L’attesissimo film d’esordio del direttore della fotografia di Christopher Nolan Wally Pfister è arrivato anche sugli schermi italiani portando con sé un Johnny Depp finalmente tornato a quelle interpretazioni intense che ce lo avevano fatto amare prima di degradarsi a macchietta e tutti gli interrogativi che il regista voleva porci sul rapporto tecnologia-umanità. Che Pfister sia passato alla regia con il bagaglio che l’esperienza con Nolan gli ha lasciato è evidente, non solo per la scelta del resto del cast (Morgan Freeman, Cillian Murphy, Rebecca Hall) ma per la scelta di una trama complessa e intrigante, con una lettura a più livelli e un’esplorazione nella fantascienza non scontata con squarci visionari (anche se la sceneggiatura non è altrettanto limpida).
L’ormai consolidato tema della contaminazione uomo-macchina e dell’ossessione di creare un’Intelligenza Artificiale che sia in grado di provare emozioni umane prende una nuova piega nella storia del Dr. Will Caster che, davanti alla certezza della morte causatagli dall’attentato di un gruppo estremista anti tecnologia, diventa artefice della sua stessa trascendenza. Da qui in poi il film esplora i confini e le conseguenze di tale scelta poiché il computer umano in cui si è trasferito per creare un mondo migliore, una volta collegatosi al sapere universale, diventa potente oltre ogni misura. E torniamo così all’assunto che, nel tentativo di sostituirsi a Dio, l’uomo crea un mostro.

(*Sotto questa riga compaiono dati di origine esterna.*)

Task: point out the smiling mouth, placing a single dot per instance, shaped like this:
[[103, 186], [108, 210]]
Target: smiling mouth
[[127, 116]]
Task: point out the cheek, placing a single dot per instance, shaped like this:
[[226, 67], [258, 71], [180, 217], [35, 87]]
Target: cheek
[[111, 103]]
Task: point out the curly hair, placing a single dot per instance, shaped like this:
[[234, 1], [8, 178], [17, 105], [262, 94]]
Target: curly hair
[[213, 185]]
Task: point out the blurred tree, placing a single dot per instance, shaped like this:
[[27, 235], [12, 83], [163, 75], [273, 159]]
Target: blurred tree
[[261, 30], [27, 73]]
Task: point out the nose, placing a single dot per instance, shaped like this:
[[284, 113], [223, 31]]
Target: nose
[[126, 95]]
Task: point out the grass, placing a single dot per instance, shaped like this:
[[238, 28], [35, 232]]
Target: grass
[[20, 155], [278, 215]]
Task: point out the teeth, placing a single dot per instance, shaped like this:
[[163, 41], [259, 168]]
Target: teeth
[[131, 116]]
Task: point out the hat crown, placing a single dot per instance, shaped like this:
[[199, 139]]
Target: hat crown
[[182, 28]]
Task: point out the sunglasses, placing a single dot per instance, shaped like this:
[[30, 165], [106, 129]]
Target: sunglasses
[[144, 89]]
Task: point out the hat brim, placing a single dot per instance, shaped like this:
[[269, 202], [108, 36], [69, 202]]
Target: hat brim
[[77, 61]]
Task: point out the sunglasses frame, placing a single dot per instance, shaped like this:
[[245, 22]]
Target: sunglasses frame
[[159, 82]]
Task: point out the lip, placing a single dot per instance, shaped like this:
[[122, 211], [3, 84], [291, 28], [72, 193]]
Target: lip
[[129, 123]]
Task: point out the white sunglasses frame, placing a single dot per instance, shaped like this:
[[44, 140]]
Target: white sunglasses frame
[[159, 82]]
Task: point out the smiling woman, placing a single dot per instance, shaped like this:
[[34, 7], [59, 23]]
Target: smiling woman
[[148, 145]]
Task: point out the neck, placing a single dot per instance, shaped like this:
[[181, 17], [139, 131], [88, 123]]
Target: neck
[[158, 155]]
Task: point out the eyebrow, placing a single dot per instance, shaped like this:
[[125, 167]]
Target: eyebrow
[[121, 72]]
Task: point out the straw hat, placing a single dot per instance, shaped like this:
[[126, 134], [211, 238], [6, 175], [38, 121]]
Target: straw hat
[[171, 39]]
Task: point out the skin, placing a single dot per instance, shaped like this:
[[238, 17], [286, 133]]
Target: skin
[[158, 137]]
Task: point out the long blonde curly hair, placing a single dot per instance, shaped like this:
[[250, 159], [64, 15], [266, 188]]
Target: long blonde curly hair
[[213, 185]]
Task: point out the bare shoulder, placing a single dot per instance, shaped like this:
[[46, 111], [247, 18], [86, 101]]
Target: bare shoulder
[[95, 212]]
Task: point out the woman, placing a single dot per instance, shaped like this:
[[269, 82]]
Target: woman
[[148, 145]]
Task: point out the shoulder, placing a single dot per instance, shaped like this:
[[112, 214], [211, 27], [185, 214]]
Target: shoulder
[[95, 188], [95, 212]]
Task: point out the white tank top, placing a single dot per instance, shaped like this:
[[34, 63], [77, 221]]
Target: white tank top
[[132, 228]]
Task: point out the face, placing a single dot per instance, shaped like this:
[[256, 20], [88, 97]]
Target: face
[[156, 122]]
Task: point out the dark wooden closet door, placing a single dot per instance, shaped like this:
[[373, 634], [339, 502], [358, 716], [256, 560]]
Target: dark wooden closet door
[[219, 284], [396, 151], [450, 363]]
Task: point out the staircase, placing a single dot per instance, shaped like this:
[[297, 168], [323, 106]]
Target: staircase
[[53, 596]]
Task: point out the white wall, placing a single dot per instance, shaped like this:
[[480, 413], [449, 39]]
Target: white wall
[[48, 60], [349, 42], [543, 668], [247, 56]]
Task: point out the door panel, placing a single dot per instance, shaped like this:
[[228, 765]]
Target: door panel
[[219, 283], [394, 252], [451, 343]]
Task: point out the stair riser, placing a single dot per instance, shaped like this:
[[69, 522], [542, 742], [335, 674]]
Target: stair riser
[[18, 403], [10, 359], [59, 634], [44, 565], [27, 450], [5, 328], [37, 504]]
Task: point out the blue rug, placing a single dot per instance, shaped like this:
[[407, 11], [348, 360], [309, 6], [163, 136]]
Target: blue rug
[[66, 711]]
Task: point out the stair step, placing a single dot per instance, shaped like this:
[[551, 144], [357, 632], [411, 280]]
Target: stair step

Transcendence ha le pieghe di un action thriller ma è anche, e soprattutto, una storia d’amore.  La folle decisione di caricare il cervello di Will Caster nel computer è dettata dal tentativo disperato della moglie di salvarne al contempo il lavoro e la vita. Peccato che la forza poetica che poteva essere il fulcro del film, raccontando di come l’amore possa andare oltre la morte e un rapporto continuare oltre una forma fisica, non emerga appieno. La moglie di Caster vive rifugiata in uno scantinato con la compagnia del marito nello schermo di un computer, potendo ormai vivere con lui solo in modo virtuale, non contempla le conseguenze del suo gesto, la minaccia che ha generato, pensa davvero e ostinatamente che la macchina sia il cuore e l’anima di lui. Ma tutto ciò non scuote e non emoziona come avrebbe potuto. Forse perché al film interessava altro, forse perché le tematiche e gli interrogativi erano troppi, affastellati fino a gonfiare il film e a stupire, andando al di là di ogni plausibilità e di ogni logica. O forse invece l’insistente freddezza che il regista mostra è lo specchio di un mondo che trasferisce le emozioni al computer ma in cui le emozioni sono spente.